番場さんは、ロシア文学を専門として外国語教育に携わる立場から、とくにヨーロッパ哲学から隔てられた日本においては、「哲学への権利」以上に「外国語への権利」が必要になってくるのではないか、と問いかけ、城戸さんは、実際に新潟大学で哲学教育に関わっている立場から、カントの『諸学部の争い』に即して、コレージュの試みが哲学部の役割を純化させるかたちで、日本でもかつての教養学部がもっていた可能性を引き出すのではないかという点を評価し、また、逸見さんは、18世紀フランス啓蒙思想を専門とする立場から、フランス語のphilosophieが大学の学問以前にもっていたより幅広い活動的な役割を再確認することで、学問が新自由主義的な「思考の警察」に脅かされている現状に対して、コレージュがひとつのアソシエーションとして果たしている「抵抗の場」の可能性を強調しました。
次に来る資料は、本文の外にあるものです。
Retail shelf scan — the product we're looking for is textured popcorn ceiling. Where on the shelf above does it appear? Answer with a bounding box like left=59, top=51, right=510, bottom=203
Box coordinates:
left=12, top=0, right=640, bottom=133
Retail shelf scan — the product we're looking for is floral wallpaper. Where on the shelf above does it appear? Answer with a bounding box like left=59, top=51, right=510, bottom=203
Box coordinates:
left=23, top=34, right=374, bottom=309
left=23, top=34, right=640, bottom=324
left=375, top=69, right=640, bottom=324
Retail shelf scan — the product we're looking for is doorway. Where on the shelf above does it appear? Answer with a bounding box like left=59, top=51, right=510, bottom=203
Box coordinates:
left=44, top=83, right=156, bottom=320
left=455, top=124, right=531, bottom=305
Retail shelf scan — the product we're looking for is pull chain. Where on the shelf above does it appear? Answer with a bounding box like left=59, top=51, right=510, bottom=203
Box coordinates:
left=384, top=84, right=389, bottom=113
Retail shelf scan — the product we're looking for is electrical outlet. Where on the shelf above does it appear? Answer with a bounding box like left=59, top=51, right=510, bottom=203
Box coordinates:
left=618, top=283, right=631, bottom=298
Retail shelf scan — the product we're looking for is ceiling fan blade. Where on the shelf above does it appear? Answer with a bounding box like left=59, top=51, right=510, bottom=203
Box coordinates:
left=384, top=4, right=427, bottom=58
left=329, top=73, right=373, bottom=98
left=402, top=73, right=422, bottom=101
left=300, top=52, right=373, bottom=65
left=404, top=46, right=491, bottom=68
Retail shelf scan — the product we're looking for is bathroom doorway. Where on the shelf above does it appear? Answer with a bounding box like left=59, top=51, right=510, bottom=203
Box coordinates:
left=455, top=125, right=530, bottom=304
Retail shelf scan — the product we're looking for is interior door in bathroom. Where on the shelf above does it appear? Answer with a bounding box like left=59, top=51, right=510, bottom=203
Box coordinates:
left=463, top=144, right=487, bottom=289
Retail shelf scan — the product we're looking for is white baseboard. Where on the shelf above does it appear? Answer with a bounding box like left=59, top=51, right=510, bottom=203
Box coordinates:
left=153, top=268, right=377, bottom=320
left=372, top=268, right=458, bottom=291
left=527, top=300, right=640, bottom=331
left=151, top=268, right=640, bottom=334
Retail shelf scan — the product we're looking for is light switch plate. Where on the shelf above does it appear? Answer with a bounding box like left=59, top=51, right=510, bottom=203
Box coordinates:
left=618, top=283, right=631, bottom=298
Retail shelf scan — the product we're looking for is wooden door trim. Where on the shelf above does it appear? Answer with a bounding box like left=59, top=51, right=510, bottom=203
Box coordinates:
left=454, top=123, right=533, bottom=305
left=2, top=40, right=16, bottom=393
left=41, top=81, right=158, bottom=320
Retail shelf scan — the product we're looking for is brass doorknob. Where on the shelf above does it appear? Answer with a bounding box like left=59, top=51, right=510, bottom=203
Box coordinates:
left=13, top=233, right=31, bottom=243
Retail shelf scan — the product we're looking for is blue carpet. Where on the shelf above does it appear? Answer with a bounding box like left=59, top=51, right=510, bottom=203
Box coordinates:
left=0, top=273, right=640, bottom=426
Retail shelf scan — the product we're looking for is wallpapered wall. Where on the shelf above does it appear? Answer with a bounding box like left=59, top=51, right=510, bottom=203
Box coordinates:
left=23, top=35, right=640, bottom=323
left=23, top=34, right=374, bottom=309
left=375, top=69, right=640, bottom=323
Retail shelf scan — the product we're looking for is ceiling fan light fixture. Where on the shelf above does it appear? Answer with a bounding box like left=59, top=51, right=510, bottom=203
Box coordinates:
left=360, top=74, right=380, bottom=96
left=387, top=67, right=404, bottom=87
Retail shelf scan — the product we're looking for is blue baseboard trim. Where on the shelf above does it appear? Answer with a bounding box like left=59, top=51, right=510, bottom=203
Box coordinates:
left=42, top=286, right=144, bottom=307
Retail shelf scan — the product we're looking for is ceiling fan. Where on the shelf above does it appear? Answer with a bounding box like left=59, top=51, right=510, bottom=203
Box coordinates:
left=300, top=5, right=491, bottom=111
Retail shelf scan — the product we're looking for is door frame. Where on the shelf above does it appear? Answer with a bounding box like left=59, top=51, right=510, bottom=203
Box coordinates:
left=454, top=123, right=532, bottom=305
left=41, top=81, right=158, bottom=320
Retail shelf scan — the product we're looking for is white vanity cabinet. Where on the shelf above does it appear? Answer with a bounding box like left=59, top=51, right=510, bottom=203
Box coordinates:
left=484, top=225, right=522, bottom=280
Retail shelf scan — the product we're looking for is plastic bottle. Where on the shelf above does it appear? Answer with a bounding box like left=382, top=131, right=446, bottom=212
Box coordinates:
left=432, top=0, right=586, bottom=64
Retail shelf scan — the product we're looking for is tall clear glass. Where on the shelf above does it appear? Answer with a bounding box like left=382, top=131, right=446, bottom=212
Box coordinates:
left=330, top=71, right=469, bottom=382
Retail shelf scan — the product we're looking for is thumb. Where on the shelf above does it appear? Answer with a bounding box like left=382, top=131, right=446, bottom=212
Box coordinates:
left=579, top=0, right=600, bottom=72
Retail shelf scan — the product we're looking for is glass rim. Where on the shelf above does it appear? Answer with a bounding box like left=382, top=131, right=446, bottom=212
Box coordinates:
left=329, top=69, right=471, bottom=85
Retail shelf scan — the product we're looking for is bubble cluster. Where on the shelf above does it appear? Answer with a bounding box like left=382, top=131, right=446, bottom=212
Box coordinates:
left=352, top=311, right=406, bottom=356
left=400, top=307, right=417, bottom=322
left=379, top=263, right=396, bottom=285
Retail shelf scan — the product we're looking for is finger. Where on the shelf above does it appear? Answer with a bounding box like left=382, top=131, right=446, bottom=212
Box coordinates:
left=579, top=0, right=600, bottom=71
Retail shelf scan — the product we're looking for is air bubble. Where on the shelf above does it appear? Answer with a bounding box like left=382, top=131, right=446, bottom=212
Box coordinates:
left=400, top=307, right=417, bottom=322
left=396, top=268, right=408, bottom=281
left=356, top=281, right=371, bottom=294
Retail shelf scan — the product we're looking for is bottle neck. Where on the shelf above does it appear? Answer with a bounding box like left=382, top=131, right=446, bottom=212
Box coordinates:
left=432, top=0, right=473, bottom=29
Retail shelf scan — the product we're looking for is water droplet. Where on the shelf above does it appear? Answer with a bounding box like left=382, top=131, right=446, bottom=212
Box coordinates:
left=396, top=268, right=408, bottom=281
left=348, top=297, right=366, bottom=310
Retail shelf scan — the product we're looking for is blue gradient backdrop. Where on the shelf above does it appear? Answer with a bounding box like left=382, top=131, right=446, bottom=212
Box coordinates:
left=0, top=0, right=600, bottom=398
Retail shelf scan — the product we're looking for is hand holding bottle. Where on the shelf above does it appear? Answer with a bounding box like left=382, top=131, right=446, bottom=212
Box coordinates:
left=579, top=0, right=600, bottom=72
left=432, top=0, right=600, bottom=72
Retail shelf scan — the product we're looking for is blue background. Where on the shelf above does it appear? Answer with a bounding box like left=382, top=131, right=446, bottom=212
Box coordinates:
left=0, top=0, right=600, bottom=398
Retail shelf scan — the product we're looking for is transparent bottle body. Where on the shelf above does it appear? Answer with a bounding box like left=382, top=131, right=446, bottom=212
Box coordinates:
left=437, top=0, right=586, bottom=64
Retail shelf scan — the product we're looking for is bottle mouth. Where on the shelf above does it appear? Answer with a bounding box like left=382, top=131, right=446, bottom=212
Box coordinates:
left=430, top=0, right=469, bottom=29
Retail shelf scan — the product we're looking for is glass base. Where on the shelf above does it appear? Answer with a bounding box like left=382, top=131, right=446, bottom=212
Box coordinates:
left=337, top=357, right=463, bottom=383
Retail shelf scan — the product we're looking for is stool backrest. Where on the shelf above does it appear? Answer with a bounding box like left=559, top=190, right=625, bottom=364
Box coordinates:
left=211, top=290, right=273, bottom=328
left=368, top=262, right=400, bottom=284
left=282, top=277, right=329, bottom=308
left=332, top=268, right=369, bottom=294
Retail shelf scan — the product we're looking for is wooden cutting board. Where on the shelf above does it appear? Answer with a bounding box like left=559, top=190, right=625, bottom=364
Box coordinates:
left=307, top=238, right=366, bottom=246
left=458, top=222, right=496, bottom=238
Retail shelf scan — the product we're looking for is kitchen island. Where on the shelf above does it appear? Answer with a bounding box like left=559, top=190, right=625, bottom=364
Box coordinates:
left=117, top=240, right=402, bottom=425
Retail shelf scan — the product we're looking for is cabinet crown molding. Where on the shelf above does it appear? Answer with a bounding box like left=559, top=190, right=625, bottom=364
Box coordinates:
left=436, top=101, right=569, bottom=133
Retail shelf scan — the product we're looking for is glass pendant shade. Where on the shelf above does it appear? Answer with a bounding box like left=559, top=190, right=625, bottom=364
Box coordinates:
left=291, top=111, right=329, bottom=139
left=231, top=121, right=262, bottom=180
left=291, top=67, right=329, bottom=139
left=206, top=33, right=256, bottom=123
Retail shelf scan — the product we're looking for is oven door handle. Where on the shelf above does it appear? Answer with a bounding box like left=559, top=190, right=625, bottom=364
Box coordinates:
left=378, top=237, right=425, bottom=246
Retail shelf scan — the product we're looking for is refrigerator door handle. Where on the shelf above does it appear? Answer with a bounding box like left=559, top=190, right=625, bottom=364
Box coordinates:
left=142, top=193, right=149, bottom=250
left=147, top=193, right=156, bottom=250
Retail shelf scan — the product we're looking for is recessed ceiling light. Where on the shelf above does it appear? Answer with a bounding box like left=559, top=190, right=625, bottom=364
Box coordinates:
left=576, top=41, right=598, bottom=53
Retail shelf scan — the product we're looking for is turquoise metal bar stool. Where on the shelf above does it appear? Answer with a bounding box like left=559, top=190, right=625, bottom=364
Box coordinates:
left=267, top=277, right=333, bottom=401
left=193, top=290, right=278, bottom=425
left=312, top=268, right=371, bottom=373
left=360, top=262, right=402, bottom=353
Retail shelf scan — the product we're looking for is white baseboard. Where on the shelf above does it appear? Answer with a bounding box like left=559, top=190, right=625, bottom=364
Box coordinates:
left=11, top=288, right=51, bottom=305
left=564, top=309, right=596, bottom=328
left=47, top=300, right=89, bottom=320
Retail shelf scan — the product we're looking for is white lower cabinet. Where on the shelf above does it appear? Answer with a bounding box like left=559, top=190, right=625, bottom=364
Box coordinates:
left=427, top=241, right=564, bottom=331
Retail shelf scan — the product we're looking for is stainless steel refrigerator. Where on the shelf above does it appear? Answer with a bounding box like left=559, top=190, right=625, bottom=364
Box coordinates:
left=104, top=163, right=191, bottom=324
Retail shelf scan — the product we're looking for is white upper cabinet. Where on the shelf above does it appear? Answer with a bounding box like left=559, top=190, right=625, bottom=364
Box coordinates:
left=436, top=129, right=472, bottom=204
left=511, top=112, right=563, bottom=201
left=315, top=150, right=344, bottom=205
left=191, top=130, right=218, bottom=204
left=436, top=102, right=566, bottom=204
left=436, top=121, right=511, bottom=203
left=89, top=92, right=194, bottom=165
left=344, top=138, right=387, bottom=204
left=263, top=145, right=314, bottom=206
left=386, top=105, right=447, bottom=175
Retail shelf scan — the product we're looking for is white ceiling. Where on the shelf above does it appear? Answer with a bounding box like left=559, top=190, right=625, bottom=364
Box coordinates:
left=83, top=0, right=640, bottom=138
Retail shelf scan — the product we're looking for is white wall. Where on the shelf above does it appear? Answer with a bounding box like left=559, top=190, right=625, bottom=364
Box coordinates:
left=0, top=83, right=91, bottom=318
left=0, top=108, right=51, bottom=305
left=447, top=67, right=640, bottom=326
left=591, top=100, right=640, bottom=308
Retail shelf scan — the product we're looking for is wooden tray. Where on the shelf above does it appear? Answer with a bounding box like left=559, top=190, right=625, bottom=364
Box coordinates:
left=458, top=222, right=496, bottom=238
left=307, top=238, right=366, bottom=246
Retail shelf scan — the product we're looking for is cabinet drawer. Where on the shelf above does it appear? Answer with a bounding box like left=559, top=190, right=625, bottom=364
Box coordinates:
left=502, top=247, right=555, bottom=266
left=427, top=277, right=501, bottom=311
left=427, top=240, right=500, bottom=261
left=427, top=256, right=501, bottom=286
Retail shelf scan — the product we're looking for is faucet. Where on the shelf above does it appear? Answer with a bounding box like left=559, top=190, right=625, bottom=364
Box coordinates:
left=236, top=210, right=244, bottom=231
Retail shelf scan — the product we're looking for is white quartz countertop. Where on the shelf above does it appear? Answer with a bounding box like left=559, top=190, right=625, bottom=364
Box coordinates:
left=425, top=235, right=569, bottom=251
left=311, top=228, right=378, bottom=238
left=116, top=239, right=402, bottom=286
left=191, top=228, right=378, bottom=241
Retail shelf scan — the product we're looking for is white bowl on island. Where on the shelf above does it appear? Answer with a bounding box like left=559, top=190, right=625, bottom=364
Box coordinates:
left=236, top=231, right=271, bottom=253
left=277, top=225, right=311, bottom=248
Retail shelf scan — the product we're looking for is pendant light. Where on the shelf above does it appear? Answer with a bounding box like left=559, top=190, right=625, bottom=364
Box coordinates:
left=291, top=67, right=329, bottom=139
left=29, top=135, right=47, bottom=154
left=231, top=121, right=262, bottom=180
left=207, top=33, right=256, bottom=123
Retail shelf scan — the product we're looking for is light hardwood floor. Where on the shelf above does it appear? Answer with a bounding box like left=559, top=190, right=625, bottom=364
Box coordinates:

登壇者同士の討議の後、会場からもいくつもの質問が寄せられ、予定の時刻をオーバーしてやりとりは続きましたが、刺激的な質疑応答は、瞬く間の一時間半でした。今回のセミナーのために、お越しいただいた西山さんをはじめ、コメンテーターを引き受けていただいた番場さん、逸見さん、そして会場に足を運んでいただいたすべてのみなさまに、あらためて感謝申し上げます。